Pollonia is a peaceful little fishing village in the northeast of Milos which developed along the shore of a beautiful bay. Aghia Paraskevi, the local church built on a headland, is a magical image visible from all over the village. Apart from its celebrated fish tavernas, Pollonia has everything you could wish for: good food in abundance, coffee and drinks, grocery stores, children’s playground, basket ball and beach volley pitches and an organised diving centre.

From here distances are short: 10 kilometres to Adamas, the island’s main port, 12 kilometres to Plaka and Tripiti, 15 kilometres to the airport. The longest journey, about 25 kilometres, will take you to the beaches of western Milos: Triades, Aghios Ioannis, Amoudaraki, Agathia.

Barely two kilometres away are the archaeological excavations at the site of Filakopi, one of the most important towns in Aegean pre-history, and also the famous caves of Papafranga.

It is a short trip to the snow-white lunar landscape of Sarakiniko.

There are easy, if unconventional, excursions to make as well. Rambling explorations, for example, of the mineral heritage of the island.

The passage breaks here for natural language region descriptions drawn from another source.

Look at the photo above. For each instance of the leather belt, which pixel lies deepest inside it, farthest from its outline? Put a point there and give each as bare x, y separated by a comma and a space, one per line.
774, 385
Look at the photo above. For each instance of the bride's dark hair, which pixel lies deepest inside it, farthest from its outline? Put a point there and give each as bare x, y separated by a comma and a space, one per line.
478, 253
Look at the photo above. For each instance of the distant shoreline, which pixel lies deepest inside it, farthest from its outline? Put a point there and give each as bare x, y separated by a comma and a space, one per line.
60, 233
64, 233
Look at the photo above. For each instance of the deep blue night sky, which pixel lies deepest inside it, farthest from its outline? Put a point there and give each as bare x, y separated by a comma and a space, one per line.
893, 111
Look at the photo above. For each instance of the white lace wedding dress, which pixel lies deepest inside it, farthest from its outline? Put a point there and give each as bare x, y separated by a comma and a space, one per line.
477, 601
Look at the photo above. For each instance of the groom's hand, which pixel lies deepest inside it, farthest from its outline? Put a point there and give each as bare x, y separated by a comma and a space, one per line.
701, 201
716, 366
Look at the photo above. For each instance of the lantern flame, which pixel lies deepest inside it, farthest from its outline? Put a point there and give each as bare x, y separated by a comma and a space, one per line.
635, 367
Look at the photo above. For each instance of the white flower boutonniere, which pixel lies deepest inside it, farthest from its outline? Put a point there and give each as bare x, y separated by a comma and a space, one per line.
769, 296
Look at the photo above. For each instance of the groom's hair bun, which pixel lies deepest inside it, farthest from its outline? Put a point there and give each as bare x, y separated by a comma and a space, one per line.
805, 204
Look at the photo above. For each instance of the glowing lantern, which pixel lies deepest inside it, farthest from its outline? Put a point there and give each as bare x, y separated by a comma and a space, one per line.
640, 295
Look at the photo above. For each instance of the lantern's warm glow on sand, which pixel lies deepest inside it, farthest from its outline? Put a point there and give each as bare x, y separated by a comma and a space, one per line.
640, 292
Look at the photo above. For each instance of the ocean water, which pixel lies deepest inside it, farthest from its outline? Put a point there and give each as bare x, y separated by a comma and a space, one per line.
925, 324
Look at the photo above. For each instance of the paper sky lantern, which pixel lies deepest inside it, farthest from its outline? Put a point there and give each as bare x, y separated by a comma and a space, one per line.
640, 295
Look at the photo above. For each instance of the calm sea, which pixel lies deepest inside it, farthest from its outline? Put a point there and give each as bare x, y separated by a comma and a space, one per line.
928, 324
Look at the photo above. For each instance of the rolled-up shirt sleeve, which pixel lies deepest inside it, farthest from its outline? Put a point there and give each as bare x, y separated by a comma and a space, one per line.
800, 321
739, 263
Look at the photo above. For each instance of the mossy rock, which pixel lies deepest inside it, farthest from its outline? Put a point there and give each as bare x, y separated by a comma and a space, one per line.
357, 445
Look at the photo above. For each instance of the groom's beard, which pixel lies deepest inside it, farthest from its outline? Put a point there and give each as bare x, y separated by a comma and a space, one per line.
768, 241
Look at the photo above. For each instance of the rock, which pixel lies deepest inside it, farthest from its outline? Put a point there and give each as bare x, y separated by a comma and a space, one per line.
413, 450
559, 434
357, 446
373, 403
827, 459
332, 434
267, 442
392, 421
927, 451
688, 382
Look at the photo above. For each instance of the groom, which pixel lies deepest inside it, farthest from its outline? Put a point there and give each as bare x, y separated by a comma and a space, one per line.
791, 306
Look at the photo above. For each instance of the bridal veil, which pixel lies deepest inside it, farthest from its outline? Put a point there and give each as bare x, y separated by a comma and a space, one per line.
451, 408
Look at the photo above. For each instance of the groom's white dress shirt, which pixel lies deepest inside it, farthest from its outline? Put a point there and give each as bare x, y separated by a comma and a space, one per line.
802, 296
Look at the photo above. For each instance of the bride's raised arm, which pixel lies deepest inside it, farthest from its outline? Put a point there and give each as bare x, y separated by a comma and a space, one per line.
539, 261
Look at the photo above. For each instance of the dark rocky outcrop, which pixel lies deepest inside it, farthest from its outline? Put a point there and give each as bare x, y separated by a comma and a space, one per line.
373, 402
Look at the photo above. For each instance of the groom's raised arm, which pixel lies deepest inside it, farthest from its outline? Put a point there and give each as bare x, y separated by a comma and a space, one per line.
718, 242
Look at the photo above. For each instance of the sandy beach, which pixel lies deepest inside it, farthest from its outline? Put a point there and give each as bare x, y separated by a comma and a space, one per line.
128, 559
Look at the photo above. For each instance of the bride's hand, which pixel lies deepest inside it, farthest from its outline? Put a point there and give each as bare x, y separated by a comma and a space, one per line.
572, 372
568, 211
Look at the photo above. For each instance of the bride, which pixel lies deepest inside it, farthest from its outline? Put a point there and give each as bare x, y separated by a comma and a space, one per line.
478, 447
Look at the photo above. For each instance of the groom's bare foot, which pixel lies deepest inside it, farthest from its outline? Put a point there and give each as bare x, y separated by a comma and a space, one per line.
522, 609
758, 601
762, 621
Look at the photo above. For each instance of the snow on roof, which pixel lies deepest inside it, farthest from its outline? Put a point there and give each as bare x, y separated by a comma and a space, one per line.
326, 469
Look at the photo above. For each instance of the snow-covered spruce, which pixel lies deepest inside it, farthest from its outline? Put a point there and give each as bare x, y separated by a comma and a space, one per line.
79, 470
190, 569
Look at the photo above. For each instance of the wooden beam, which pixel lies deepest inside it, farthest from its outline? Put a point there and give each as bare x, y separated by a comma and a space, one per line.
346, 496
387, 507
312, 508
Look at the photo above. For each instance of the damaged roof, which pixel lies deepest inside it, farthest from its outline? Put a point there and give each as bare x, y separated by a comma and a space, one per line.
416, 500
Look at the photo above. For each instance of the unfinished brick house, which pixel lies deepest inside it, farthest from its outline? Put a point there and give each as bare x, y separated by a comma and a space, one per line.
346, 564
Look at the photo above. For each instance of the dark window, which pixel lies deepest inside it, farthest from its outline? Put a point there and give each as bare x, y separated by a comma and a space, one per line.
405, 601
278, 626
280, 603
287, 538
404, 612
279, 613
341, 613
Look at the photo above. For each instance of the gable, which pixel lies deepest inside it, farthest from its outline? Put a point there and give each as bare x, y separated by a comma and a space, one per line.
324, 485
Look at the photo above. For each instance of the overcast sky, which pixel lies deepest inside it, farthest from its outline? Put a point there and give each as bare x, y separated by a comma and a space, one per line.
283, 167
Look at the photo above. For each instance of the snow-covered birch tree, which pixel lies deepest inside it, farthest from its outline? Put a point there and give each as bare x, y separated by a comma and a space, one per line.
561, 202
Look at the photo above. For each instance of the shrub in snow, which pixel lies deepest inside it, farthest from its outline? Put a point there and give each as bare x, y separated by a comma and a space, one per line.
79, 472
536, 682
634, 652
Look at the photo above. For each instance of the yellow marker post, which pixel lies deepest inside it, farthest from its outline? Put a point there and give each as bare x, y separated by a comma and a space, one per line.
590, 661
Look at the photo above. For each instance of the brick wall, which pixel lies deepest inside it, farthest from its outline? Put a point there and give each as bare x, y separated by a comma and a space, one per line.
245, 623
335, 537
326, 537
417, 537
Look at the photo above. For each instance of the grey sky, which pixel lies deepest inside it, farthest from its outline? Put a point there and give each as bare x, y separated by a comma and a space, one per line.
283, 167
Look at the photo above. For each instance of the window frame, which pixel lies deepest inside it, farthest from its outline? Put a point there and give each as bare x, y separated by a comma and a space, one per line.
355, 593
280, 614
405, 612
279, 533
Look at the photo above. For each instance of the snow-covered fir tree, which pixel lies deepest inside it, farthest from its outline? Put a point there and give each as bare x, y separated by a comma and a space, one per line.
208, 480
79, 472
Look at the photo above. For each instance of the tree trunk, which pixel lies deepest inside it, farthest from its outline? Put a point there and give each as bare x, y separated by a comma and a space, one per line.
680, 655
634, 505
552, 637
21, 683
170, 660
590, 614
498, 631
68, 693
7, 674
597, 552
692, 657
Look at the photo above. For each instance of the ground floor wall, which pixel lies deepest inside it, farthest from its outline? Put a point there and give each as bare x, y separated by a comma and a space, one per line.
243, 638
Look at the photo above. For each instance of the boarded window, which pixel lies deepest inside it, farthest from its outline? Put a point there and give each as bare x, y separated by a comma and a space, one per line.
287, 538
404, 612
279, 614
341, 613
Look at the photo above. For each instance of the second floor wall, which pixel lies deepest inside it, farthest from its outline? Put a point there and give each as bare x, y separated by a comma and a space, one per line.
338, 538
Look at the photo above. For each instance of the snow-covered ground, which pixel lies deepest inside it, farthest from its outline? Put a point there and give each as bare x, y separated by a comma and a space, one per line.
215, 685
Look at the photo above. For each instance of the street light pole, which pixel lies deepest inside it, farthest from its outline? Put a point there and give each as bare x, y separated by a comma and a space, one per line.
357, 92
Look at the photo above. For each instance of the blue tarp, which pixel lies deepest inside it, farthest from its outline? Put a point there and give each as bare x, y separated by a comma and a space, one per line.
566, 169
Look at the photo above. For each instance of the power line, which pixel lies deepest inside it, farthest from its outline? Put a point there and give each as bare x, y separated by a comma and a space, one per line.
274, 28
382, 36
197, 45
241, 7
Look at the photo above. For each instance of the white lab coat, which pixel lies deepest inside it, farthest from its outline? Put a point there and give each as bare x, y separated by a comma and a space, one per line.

You’ll be awestruck by the colours of the quarry at Angerias and at the sight of the abandoned installations at Theiorycheia.

By boat from Pollonia you can visit neighbouring Kimolos in 30 minutes, or the island of Polyaigos with its tropical waters – described as one of the most important natural habitats in the European Union – or the striking rock island of Glaronissia, formed from volcanic lava.

If you have a boat, anchor alongside in the harbour at Pollonia, base yourself at Kapetan Tasos and do the round trip of Milos, taking in the famous Kleftiko and the caves at Sykias.

Without exaggerating, you’ll start to count beaches: there are 70 more or less, and every one different, some well-known and some off the beaten track.